Ветер с луны, была когда-то такая песня, пел ее кто-то взрослый, уверенным эстрадным голосом, и были там, среди обычных кокетливых строчек про любовь и девушек, пара совершенно ошеломительных, жутковатых, про синие дороги, по которым бродит слетевший с луны ветер, ночами, меняя все внутри тех, кто попал в него.
Маленькая Кира так ясно представляла себе эти пустые, залитые голубоватым светом дороги, полные странного ветра, умеющего менять, что ей становилось страшно и прекрасно одновременно. Она боялась оказаться там, и хотела оказаться.
- Вот, – сказала себе шепотом, оставляя на столике открытый ноут и поднимаясь. А в голове память повторяла следом за певцом: ‘ветер с луны, что ты делаешь, ветер с луны?’. Будто и он упоительно ужаснулся сказочному могуществу, летящему из ночного космоса.

10 мая. Черновики

Кира смяла фантик и сунула его в карман ветровки. Рассеянно скользя взглядом по старым и новым надписям, поворачивалась, чтоб прочитать их все.
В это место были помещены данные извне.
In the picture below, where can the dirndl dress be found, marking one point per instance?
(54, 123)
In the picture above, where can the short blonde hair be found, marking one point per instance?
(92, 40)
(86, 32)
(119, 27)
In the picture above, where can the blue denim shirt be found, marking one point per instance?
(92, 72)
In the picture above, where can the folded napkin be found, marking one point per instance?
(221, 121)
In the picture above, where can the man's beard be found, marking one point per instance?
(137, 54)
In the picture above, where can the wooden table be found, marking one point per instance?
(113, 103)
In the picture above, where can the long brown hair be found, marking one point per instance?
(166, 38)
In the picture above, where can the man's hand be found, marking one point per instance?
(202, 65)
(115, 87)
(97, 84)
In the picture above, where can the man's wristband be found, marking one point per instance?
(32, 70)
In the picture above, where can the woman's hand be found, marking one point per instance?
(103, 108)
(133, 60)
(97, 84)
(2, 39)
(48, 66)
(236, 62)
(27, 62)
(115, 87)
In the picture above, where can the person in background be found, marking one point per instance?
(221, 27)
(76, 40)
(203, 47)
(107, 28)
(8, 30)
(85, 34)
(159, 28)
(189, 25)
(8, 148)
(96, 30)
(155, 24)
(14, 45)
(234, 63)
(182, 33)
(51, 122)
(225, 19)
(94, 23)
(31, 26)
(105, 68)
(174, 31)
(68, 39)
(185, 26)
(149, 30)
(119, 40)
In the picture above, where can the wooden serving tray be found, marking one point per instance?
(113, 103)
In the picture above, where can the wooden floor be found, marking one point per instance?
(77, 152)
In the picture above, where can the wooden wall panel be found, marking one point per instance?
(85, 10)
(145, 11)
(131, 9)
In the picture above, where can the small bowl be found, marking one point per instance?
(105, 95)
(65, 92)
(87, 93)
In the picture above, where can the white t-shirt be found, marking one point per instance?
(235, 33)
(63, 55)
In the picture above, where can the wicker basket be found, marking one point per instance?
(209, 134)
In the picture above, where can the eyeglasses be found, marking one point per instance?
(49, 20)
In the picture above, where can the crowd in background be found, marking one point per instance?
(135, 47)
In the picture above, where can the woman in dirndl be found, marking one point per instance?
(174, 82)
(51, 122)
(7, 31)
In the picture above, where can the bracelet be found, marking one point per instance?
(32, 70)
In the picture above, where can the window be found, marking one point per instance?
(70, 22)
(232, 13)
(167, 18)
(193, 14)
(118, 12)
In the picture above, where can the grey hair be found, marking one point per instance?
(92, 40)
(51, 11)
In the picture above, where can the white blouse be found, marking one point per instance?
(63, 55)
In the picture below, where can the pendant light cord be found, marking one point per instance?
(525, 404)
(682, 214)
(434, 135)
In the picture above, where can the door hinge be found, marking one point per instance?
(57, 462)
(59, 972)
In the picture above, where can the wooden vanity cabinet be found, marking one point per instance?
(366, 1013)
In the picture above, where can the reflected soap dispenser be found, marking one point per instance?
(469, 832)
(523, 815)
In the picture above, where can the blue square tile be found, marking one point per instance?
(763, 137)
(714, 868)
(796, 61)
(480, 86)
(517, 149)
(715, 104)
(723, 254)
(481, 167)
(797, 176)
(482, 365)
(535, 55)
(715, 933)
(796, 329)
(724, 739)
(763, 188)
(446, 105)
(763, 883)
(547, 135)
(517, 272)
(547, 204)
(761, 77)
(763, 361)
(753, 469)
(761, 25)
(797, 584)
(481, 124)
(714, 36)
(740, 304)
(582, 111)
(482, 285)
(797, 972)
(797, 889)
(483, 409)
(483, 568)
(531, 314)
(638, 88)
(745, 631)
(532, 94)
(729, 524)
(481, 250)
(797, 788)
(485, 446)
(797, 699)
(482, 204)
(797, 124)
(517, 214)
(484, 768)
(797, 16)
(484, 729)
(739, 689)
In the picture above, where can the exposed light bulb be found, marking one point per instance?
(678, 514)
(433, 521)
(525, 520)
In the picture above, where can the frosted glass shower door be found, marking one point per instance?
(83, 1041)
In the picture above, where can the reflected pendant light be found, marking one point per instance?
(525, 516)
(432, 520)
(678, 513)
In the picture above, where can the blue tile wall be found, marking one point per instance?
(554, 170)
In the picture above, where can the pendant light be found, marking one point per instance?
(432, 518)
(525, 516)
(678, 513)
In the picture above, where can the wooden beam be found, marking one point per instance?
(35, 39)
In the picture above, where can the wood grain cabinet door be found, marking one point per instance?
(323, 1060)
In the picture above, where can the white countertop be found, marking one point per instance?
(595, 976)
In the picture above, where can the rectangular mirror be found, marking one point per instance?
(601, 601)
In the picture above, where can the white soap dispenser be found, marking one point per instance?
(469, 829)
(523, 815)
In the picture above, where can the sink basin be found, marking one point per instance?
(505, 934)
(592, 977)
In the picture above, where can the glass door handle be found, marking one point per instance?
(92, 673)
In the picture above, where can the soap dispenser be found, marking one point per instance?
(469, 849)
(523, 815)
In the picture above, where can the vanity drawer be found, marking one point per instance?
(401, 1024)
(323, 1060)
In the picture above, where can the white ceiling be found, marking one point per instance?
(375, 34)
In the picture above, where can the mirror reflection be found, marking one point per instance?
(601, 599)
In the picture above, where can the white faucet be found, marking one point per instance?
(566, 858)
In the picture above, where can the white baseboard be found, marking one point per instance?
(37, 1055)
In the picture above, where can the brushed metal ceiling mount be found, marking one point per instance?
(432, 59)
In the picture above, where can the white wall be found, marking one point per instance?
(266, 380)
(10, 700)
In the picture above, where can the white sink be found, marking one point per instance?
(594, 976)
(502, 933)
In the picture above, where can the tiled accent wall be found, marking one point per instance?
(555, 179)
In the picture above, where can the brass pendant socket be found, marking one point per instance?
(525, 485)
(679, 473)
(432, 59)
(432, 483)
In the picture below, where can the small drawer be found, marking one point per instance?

И снова замерла, сжимая в кармане руку в кулак. Сердце заныло.
МОЯ ДЕВОЧКА – сообщали острые буквы на закопченной стене, выше уровня глаз стоящего человека.
Мало ли, попробовала уговорить себя Кира, напряженно разглядывая острые очертания высоких букв, такие знакомые – по надписи на бетонной ограде старой лестницы.
Эти два слова были оставлены слева от проема и последняя буква А обрывалась, недописанная, как раз над линией выхода в соседний купол.
Там ничего нет, беспомощно сказала себе Кира, вытаскивая из кармана стиснутый кулак, да глупости, если бы дырка, понятно, но стена над проемом гладкая, он дописал бы тут. Не на другой стороне.
- Он? – спросило вдруг эхо в ответ на шуршание куртки, уточняя, и заговорило быстро, уже уверенно, – он-н, он-он, он!..
- Нет, – голос Киры возвысился и сорвался, она глотнула и повторила, – нет!
И замолчала, слушая. Но эхо, увлекшись предыдущим словом, кажется не обратило внимания на ее протест. Или Кира временно оглохла от волнения, так бывает, вроде и говоришь, а не слышишь, что именно.
Она встала, машинально проводя руками по куртке, оглянулась на свой рюкзачок, он казался терпеливым котом, а больше ей не у кого было просить молчаливой поддержки. И ватными шагами двинулась к надписи, глядя испуганно, будто боялась, буквы прыгнут и нападут, целя в шею и лицо острыми концами.

3 мая. Черновики

черновики.
Но шестерни скрипели, делая еще одни поворот. И через минуту она открыла глаза в темноту. Вокруг было ужасным все. Вещи, молчаливо коротающие ночь, смотрели на Киру, не отрываясь, все вещи. Книжный шкаф блестел стеклами, глядя на нее. И стеллаж, задрапированный холщовыми занавесками. Мутный настенный телевизор. Вазы на полках. Серая крышка ноутбука. Сброшенная на спинку высокого стула одежда.
Уже так было, подумала Кира, проваливаясь, как под непрочный лед, еще не в воспоминания, а в догадки о них, в воспоминания о воспоминаниях. Было. Со мной. Когда я боялась не чего-то конкретного, а целого мира, который толпится вокруг, глядя на меня тысячами аргусовых глаз. И никуда не скроешься, потому что это ведь мир, он везде. Я только не помню, почему так вышло. Чем он меня напугал, отвернув от себя. Оттолкнул. Но не отпустил.

Прогулка

 

и еще раз церцис.
(черновики)
А впереди на кусочке старой клумбы расцветал церцис, пурпурно-розовые грозди цветков, таких сочных, будто росли для еды. И летали вокруг отягощенных цветами ветвей толстые пчелы-плотники.
Тут Кира застряла надолго. Отвернувшись от криков и мелькания фигур, отгородилась направленным вниманием. За полетом плотников нужно было следить, замедлившись внутри, не дергаться, пытаясь поймать вороненых летчиков видоискателем, все равно рука не успеет, хотя такие с виду толстые и солидные. Но если стоять терпеливо, знала Кира, то в кадр попадет и зависший над пурпуром плотник, и сразу несколько, деловито ползающих по ветвям. А еще не нужно смотреть, что получилось, и прикидывать, как оно вышло. Не так это важно, понимала она для себя, убирая со лба прядки волос, чтоб не лезли в кадр, ну даже если не получится, я уже тут, и у меня получилась я, стоящая перед невероятным церцисом, полным цветов и черных гудящих пчел, будто кованых из синего металла.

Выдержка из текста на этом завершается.